Vielleicht muss man sich das alles mal als Ausstellung vorstellen: den Fundkiesel, der diese schön porige Oberfläche hat und irgendwie aussieht wie ein Hundekopf, die Pistazienschalen, noch salzig, im Kino wusste man einfach nicht, wohin damit, der Mathespickzettel, der nicht geholfen hat, die 25 Cent Restgeld (von was noch mal?), die drei Kaugummistreifen, hosentaschenwarm, das ein bisschen klebrige Wildkirschbonbon: persönliches Sammelsurium-Tagebuch. Wie wäre das im Museum?
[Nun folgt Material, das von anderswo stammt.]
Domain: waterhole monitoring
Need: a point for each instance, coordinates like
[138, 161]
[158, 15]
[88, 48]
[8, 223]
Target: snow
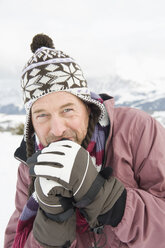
[9, 166]
[9, 121]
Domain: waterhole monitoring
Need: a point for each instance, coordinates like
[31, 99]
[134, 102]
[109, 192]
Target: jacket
[135, 149]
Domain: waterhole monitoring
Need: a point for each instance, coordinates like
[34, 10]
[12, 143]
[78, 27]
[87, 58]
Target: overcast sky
[108, 37]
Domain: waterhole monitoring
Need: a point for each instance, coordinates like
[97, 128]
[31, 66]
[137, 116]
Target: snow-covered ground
[8, 165]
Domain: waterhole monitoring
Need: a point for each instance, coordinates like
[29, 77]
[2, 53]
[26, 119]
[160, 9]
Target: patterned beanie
[50, 70]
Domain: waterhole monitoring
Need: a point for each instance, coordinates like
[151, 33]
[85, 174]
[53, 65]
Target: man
[94, 175]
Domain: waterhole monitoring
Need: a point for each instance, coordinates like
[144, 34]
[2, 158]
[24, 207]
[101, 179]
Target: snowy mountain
[148, 96]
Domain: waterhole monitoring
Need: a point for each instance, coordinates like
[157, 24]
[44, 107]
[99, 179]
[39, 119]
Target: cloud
[102, 36]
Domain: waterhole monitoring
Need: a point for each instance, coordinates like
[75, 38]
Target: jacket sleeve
[143, 223]
[20, 200]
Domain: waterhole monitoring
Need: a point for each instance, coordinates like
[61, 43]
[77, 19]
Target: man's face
[60, 115]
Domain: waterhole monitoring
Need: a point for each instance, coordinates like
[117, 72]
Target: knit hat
[50, 70]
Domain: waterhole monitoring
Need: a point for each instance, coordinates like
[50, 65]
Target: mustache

Die Hosentasche ist eine geheimnisvolle Dunkelkammer, mehr Tastraum als Tasche, ganz meins, dabei überraschend geräumig. Restlos ans Licht gezerrt werden Hosentascheninhalte nur beim Sicherheitscheck am Flughafen. Oder vor der Waschmaschine. Beides keine poetischen Orte. Nichts für diese große Geschichtenerzählerin des Alltags. Dabei gibt es mindestens zwei verschiedene Taschentypen. Für die einen (relativ selten) ist die Hosentasche reines Organisationsinstrument: links vorne der Schlüssel, rechts Kleingeld, hinten ein Taschentuch (unbenutzt), rechts die Maske, basta! Für alle andere steckt in der Hosentasche Überraschung. Bunte Limokronkorken, der Legomännchenarm, ein Filzstiftdeckel? Weißnichtwohin, lieber aufheben - zack in die Hosentasche. Die bisschen komische Tante Doris begrüßen? Erst mal die Hände vergraben.
Hosentaschen sind nie ganz leer. Immer findet sich noch ein Brösel, den man zerdrücken kann, ein Taschentuchzipfel, dessen Ende man zwirbeln kann. Es sind Orte des Verschiebens: aufräumen, weiterspielen, Tante Doris begrüßen? Später. Gern später. Es sind Orte, an denen man an Vergessenes anknüpfen kann. Der verloren geglaubte Zehn-Euro-Schein (yippie, hinten links!), das Wildkirschbonbon, das unter der Bank zugeschobene Zettelchen, das man eben noch - Hosentasche sei Dank - vor dem Lehrer verstecken konnte: Ich muss unbedingt zurückschreiben.